10. A method for preparing the human anti-CD79B antibody or its antigen-binding fragment, comprising: expressing the human anti-CD79B antibody or its antigen-binding fragment in the host cell according to claim 9, and isolating the human anti-CD79B antibody or its antigen-binding fragment from the culture.
11. A pharmaceutical composition comprising: any one or any combination thereof selected from the following: the anti-CD79B antibody or antigen-binding fragment thereof according to any one of claims 1 to 5, the antibody-drug conjugate according to claim 6, the polynucleotide according to claim 7, the vector according to claim 8; and, optionally, a pharmaceutically acceptable excipient, diluent or vehicle.

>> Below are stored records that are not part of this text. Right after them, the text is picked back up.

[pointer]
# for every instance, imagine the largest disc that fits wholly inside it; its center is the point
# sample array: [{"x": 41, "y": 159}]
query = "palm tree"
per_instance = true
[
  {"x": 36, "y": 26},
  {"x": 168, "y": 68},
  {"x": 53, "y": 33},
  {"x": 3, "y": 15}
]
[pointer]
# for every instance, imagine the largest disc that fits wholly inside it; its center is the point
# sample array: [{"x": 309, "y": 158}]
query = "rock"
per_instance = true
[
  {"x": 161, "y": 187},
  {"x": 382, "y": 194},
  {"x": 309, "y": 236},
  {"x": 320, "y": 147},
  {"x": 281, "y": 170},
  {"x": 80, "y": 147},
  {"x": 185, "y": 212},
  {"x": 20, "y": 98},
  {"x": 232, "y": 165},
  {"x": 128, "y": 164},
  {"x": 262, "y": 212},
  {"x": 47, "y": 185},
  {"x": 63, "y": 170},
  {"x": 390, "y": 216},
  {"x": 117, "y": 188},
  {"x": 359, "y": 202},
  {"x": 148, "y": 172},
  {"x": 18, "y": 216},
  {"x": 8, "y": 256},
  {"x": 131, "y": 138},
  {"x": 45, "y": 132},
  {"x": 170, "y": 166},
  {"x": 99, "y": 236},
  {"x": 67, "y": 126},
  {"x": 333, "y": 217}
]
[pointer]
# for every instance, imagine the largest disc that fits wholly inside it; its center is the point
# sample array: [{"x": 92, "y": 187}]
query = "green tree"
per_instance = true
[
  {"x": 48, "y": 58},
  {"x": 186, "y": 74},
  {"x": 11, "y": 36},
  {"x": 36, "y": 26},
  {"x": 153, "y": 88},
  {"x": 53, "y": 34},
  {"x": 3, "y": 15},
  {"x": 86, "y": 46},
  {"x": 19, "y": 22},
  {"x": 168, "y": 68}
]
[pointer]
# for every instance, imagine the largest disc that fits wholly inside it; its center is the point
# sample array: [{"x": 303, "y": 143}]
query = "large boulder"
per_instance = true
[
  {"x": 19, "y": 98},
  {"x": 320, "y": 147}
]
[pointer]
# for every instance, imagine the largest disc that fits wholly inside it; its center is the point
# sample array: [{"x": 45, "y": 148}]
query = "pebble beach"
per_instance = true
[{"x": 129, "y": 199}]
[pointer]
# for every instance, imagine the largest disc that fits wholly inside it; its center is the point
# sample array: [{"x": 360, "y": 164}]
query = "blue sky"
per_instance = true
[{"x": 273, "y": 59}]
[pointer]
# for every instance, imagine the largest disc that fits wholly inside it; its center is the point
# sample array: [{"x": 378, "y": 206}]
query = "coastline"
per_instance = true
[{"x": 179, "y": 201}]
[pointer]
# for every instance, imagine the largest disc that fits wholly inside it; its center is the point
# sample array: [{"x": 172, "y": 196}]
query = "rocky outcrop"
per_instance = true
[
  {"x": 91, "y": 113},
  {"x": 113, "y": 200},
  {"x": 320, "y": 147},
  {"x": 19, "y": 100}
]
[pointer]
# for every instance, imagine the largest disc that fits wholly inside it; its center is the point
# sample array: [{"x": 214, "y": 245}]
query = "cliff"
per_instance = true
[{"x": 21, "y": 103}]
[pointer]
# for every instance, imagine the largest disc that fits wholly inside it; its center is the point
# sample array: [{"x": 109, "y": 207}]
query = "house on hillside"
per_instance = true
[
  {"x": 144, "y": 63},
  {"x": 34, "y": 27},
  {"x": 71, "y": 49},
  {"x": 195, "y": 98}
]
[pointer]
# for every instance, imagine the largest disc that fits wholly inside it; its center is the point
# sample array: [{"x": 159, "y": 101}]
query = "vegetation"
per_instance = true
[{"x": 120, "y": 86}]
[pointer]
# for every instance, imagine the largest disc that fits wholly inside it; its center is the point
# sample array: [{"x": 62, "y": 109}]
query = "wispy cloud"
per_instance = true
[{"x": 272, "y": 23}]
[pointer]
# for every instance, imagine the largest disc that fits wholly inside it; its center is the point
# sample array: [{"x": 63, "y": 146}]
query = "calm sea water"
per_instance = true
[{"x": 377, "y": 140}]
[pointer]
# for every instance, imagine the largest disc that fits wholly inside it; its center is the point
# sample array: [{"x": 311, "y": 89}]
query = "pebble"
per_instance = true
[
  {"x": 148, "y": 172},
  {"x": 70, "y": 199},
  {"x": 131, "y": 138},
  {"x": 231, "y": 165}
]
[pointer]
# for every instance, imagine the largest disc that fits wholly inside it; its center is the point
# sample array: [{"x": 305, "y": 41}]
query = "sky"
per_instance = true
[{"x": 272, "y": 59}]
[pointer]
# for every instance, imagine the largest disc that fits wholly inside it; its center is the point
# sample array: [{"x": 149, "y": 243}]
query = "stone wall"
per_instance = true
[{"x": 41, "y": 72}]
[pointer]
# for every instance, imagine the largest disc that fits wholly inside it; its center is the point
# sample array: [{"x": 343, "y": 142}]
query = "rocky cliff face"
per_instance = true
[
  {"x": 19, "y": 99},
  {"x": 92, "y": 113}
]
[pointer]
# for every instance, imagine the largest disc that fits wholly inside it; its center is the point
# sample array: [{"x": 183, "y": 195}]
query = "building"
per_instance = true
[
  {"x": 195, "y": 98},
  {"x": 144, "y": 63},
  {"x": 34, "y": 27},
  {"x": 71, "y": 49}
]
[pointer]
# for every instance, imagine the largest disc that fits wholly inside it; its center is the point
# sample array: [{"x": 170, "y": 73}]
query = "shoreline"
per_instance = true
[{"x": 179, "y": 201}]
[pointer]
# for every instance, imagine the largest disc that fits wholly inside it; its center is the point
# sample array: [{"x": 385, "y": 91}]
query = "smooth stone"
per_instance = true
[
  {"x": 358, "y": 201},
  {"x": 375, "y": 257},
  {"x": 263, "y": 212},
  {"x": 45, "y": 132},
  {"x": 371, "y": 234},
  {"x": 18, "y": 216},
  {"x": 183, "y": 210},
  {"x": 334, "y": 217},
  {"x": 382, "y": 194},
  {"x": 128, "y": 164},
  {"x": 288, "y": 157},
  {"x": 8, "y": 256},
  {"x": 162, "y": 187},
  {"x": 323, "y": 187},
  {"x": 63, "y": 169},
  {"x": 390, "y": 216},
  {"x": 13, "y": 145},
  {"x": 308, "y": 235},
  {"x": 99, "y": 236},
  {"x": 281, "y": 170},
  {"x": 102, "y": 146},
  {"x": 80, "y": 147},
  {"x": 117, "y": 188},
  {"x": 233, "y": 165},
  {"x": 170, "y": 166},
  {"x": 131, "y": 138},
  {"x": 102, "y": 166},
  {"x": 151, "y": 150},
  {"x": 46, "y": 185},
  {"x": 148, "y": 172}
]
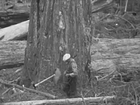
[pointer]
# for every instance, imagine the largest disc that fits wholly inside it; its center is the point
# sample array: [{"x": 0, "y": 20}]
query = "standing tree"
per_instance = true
[{"x": 56, "y": 27}]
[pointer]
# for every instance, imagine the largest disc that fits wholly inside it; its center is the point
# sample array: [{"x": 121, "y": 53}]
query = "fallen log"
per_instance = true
[
  {"x": 64, "y": 101},
  {"x": 110, "y": 55},
  {"x": 107, "y": 55},
  {"x": 25, "y": 88},
  {"x": 11, "y": 53},
  {"x": 14, "y": 32}
]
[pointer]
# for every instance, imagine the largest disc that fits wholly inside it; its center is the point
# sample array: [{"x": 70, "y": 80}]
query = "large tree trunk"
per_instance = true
[{"x": 56, "y": 27}]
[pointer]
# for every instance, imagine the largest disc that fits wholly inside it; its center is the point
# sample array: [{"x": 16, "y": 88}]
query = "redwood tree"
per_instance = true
[{"x": 56, "y": 27}]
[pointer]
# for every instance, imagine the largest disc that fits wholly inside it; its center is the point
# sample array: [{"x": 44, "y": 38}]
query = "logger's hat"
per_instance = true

12. Use of any selected from the following in the preparation of a drug or pharmaceutical composition: the human anti-CD79B antibody or its antigen-binding fragment according to any one of claims 1 to 5, the antibody-drug conjugate according to claim 6, the polynucleotide according to claim 7, the vector according to claim 8, wherein: the drug or pharmaceutical composition is used to treat a proliferative disease or to delay the progression of a proliferative disease, preferably, the proliferative disease is cancer or a tumor; more preferably, the cancer or tumor is lymphoma or leukemia; the lymphoma is selected from the group consisting of diffuse large B-cell lymphoma, non-Hodgkin lymphoma, small lymphocytic lymphoma, and mantle cell lymphoma; the non-Hodgkin lymphoma is selected from the group consisting of aggressive NHL, relapsed aggressive NHL, relapsed painless NHL, refractory NHL, refractory painless NHL;Leukemia is selected from the group consisting of chronic lymphocytic leukemia, hairy cell leukemia, and acute lymphocytic leukemia. nQ / onn / Lznz / e / YiAi; 13. A method for treating or preventing a proliferative disease or delaying the progression of a proliferative disease, the method comprising: administering to a subject a therapeutically effective or disease-delaying effective amount of the human anti-CD79B antibody or antigen-binding fragment thereof according to any one of claims 1 to 5, the antibody-drug conjugate according to claim 6, the polynucleotide according to claim 7, the vector according to claim 8, the pharmaceutical composition according to claim 11, or any combination thereof, preferably, the proliferative disease being cancer or tumor; more preferably, the cancer or tumor being lymphoma or leukemia; the lymphoma being selected from the group consisting of diffuse large B-cell lymphoma, non-Hodgkin lymphoma, small lymphocytic lymphoma, and mantle cell lymphoma;Non-Hodgkin lymphoma is selected from the group consisting of aggressive NHL, recurrent aggressive NHL, recurrent painless NHL, refractory NHL, and refractory painless NHL; leukemia is selected from the group consisting of chronic lymphocytic leukemia, hairy cell leukemia, and acute lymphocytic leukemia.